JUDICIOUS, BEAUTIFUL, AUGMENTED WHATEVER


Maybe I think you're crazy
3:12 a.m.//03.27.06

Mood: Mood in reverse is doom. Coincidence? Yes.
Sound: Radiohead -- Pulk/Pull Revolving Doors

I'm rather saddened as of late. It's funny how being right is sometimes a wonderful and often sought after thing, and other times it's just simply awful. I don't feel like going any further into it at this time.

He suggested we bottom out together and try to get back to the surface of this ocean of dispair. I told him I was already subterranian and he laughed just a little because the sound of being that down and out is absurd--yet very accurate, to the point of being equally unfortunate.
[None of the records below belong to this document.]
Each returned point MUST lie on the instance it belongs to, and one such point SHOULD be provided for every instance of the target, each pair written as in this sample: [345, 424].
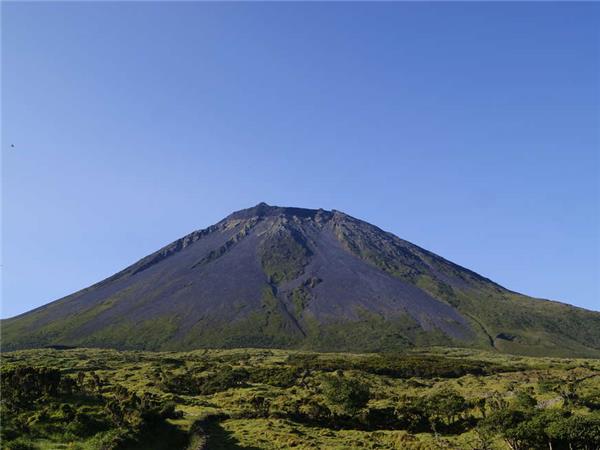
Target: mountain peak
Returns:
[275, 276]
[263, 209]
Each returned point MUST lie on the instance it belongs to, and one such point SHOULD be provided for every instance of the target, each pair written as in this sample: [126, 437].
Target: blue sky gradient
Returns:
[470, 129]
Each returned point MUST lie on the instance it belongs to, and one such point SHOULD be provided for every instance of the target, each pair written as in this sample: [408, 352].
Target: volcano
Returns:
[312, 279]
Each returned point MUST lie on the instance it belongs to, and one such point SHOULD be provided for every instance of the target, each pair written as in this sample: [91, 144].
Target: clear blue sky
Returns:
[470, 129]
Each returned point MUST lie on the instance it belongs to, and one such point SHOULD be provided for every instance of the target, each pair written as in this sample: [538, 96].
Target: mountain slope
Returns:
[290, 277]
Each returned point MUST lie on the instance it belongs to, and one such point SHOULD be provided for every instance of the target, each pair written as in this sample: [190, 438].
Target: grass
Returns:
[274, 399]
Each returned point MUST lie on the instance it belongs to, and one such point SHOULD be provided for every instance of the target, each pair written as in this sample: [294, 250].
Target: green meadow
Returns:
[98, 399]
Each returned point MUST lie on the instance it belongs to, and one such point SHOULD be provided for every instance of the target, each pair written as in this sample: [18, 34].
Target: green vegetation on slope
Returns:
[275, 399]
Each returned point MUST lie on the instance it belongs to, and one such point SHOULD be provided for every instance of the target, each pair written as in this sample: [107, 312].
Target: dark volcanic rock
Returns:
[291, 277]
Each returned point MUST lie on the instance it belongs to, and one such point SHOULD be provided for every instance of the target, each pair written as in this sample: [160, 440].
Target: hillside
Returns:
[299, 278]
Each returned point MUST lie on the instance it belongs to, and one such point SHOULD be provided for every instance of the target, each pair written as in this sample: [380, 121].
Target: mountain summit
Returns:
[271, 276]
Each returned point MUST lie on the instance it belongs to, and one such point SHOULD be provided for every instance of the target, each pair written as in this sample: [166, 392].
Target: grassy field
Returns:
[275, 399]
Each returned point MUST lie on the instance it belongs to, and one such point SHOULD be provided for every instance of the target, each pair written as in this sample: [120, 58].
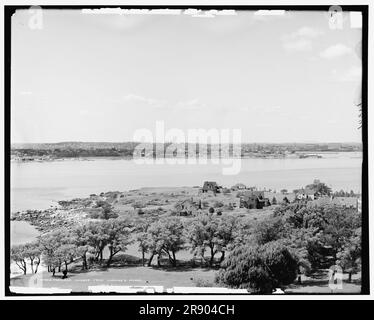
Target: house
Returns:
[210, 186]
[253, 200]
[305, 194]
[186, 207]
[322, 201]
[279, 197]
[238, 186]
[346, 202]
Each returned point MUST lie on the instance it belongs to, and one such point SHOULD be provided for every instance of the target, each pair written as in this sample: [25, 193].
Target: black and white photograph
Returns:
[186, 150]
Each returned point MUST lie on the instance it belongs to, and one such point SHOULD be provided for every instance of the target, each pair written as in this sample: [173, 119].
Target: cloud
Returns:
[353, 74]
[336, 50]
[300, 40]
[304, 32]
[298, 45]
[194, 104]
[140, 99]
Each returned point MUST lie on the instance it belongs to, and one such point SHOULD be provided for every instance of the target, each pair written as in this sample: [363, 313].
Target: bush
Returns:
[260, 269]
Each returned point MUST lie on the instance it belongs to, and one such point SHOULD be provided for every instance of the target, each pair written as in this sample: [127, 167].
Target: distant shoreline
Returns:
[296, 155]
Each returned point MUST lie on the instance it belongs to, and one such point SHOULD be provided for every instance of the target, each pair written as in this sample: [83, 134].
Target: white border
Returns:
[199, 297]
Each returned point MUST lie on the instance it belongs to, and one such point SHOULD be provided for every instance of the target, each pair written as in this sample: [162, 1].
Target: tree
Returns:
[82, 238]
[18, 255]
[268, 230]
[118, 232]
[259, 269]
[227, 233]
[50, 243]
[202, 233]
[319, 187]
[33, 253]
[349, 256]
[166, 236]
[66, 254]
[106, 210]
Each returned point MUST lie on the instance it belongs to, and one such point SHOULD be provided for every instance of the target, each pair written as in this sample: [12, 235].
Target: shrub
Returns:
[259, 269]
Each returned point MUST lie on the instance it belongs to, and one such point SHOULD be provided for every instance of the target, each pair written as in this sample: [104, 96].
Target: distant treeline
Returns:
[126, 149]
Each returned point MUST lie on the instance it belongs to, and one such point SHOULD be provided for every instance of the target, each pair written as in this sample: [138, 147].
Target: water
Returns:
[38, 185]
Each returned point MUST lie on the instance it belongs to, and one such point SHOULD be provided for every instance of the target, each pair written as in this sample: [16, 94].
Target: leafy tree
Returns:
[118, 236]
[82, 239]
[166, 236]
[349, 256]
[202, 233]
[106, 210]
[50, 243]
[319, 187]
[268, 230]
[259, 269]
[18, 255]
[33, 253]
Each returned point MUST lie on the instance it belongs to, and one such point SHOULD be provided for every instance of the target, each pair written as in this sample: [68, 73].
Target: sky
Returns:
[101, 77]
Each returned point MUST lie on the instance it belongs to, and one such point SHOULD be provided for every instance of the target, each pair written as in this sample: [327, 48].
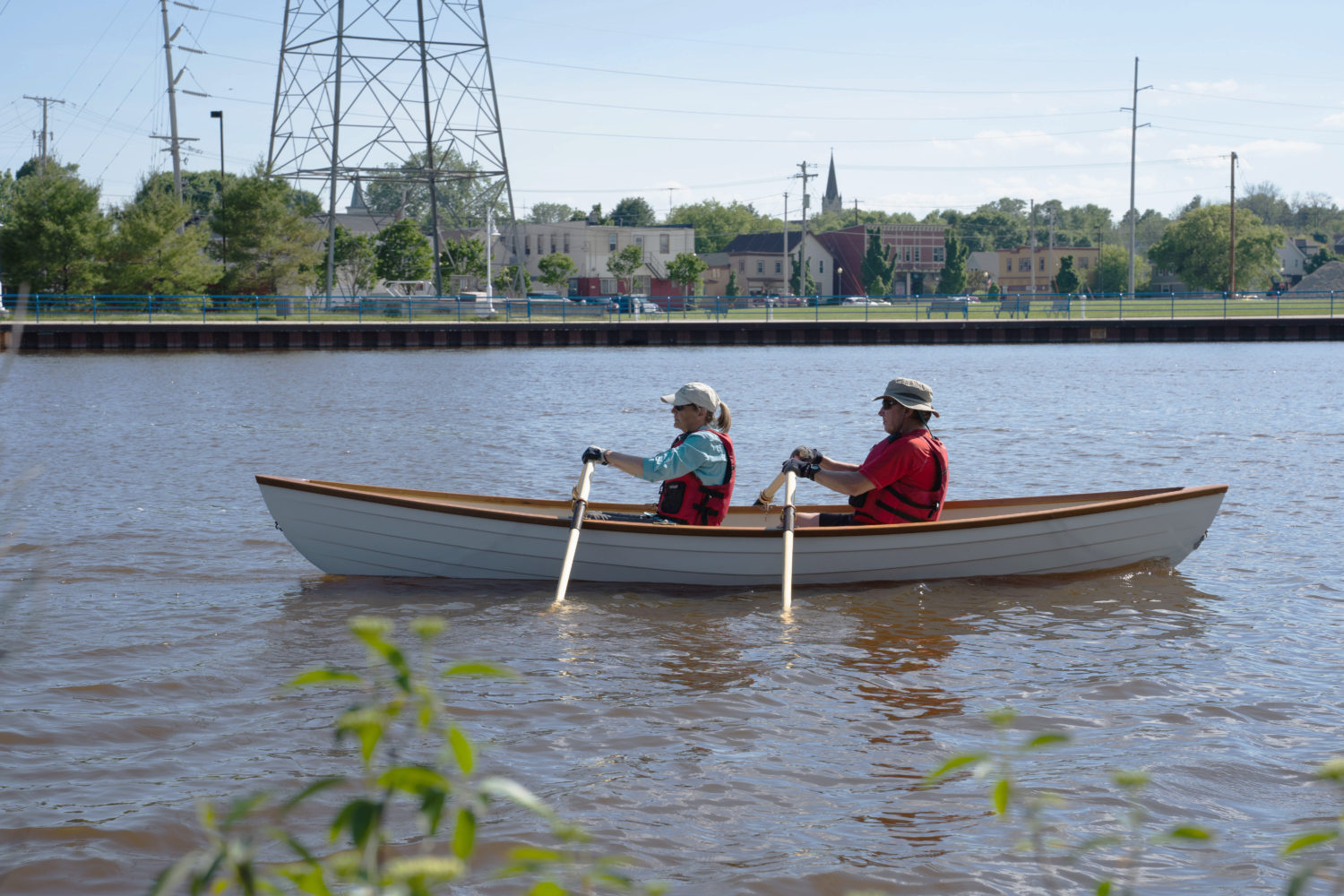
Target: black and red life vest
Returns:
[900, 501]
[688, 500]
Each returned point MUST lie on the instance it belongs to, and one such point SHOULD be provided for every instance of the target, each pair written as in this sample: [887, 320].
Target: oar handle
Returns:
[787, 579]
[766, 495]
[575, 524]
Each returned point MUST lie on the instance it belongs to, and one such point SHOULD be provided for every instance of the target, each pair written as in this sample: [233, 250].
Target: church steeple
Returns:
[831, 201]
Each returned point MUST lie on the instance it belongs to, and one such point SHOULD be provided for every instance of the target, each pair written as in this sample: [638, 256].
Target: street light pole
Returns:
[220, 113]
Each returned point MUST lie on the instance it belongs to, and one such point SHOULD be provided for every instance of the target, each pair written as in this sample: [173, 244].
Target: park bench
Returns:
[1013, 306]
[948, 306]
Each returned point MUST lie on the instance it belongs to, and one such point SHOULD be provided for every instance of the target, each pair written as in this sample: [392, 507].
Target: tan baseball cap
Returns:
[696, 394]
[911, 394]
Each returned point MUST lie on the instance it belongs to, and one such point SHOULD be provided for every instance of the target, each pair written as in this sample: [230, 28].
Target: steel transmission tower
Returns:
[398, 94]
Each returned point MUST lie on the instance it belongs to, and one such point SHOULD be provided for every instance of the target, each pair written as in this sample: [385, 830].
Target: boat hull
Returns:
[355, 530]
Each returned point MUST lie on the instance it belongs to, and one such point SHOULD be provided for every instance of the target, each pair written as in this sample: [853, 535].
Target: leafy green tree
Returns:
[953, 279]
[797, 285]
[1113, 271]
[152, 252]
[1066, 281]
[876, 265]
[551, 214]
[633, 211]
[403, 253]
[464, 257]
[199, 188]
[271, 244]
[355, 263]
[1195, 249]
[507, 281]
[623, 265]
[685, 269]
[556, 269]
[717, 225]
[403, 191]
[1319, 260]
[54, 231]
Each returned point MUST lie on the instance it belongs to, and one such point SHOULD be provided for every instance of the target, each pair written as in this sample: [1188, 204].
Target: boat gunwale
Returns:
[454, 503]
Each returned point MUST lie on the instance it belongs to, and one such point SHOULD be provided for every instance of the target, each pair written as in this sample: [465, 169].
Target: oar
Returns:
[575, 524]
[766, 495]
[787, 521]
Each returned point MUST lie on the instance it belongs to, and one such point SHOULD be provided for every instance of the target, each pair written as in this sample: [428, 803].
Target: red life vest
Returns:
[688, 500]
[902, 501]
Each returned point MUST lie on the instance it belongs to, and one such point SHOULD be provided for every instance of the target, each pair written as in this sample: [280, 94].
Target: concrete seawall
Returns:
[298, 335]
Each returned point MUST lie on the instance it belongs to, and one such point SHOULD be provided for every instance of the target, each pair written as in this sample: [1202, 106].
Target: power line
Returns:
[808, 86]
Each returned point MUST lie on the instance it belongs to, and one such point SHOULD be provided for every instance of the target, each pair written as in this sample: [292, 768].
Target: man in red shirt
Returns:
[902, 479]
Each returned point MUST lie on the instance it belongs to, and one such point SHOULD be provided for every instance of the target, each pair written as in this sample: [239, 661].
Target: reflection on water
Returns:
[726, 745]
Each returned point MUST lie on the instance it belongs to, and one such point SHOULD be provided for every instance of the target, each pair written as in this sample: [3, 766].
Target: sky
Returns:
[924, 105]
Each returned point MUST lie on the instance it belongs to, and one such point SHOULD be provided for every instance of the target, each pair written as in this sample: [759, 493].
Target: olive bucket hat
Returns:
[911, 394]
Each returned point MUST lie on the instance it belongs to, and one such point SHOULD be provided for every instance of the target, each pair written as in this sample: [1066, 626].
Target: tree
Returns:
[462, 257]
[403, 191]
[199, 188]
[271, 244]
[1066, 281]
[556, 269]
[801, 282]
[633, 211]
[505, 281]
[624, 263]
[1113, 271]
[54, 233]
[355, 263]
[403, 253]
[1319, 260]
[1195, 249]
[878, 265]
[553, 214]
[152, 250]
[685, 269]
[717, 225]
[953, 279]
[731, 289]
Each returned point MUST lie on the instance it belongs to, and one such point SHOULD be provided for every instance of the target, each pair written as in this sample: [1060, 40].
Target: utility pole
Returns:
[803, 239]
[1133, 147]
[43, 134]
[174, 142]
[1032, 249]
[1231, 254]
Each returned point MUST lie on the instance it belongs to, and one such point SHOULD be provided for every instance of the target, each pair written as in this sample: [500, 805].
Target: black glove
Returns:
[800, 468]
[809, 455]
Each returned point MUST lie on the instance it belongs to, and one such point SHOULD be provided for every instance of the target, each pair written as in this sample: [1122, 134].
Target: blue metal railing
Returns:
[618, 308]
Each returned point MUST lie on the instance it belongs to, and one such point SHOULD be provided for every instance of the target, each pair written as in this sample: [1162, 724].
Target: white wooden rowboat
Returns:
[366, 530]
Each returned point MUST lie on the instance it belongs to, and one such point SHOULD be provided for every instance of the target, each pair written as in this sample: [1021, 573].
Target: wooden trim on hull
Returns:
[556, 513]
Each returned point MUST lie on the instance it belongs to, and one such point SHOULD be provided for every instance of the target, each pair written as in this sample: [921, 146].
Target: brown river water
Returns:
[151, 613]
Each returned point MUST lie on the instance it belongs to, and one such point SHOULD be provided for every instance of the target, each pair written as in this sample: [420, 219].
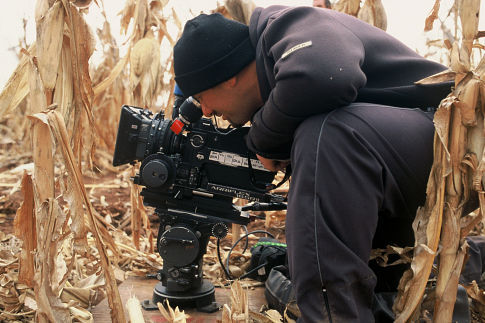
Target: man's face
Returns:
[226, 103]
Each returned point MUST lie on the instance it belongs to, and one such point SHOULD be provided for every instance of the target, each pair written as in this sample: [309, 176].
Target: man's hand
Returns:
[273, 164]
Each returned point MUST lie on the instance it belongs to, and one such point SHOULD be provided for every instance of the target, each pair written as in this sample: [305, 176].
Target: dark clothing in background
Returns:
[359, 174]
[310, 61]
[340, 96]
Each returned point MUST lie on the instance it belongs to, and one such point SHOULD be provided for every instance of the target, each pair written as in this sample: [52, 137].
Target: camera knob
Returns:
[219, 230]
[155, 173]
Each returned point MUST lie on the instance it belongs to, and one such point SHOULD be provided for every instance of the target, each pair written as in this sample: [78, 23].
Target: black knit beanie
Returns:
[211, 50]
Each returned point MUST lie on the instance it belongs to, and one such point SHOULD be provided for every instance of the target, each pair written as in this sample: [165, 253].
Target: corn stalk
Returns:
[456, 175]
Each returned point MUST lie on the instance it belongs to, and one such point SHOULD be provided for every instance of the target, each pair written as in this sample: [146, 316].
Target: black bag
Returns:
[279, 292]
[265, 255]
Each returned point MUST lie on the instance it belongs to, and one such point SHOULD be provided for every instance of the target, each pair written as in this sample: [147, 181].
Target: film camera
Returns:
[190, 173]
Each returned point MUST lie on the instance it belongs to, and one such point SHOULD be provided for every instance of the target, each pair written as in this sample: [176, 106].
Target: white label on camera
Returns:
[234, 160]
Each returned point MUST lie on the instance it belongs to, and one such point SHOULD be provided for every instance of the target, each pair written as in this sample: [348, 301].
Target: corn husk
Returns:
[373, 13]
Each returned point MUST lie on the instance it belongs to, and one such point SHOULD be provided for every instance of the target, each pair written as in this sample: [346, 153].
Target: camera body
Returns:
[191, 178]
[198, 172]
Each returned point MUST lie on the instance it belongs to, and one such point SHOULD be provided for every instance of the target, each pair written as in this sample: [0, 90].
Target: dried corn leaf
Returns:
[350, 7]
[49, 43]
[171, 315]
[240, 10]
[446, 298]
[115, 72]
[444, 76]
[145, 70]
[428, 25]
[17, 87]
[239, 303]
[79, 314]
[373, 13]
[64, 89]
[134, 310]
[25, 229]
[460, 59]
[468, 12]
[102, 236]
[49, 222]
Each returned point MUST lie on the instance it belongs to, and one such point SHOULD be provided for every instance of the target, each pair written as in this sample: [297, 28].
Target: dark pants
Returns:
[359, 173]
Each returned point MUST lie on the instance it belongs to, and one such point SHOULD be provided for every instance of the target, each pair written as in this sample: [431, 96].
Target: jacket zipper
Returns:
[327, 304]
His guilt is poisoning him slowly and his ghosts find it no trouble at all to solidify his already-brash view of himself and how events have unfolded up until this point. I wanted to tell him one-hundred things but could only relay a pittance of half-touched-upon points that bore little resemblence to how I actually felt inside. I find myself in this type dilema quite frequently and I never get used to the irritation that it brings along.

There's so much, yet so little going on in my life right now. I would enjoy it immensely if the planet were to blow up by either some act of God or a sudden release of a dirty bomb in front of my house, while my pets and mother are elsewhere, because I really don't want anyone or anything, other than myself, to be injured either minor/fatally.

One thing I hate is when a friend turns into a jerkoff and forgets that other people actually do exist. You know who you are. I hate you. Thanks.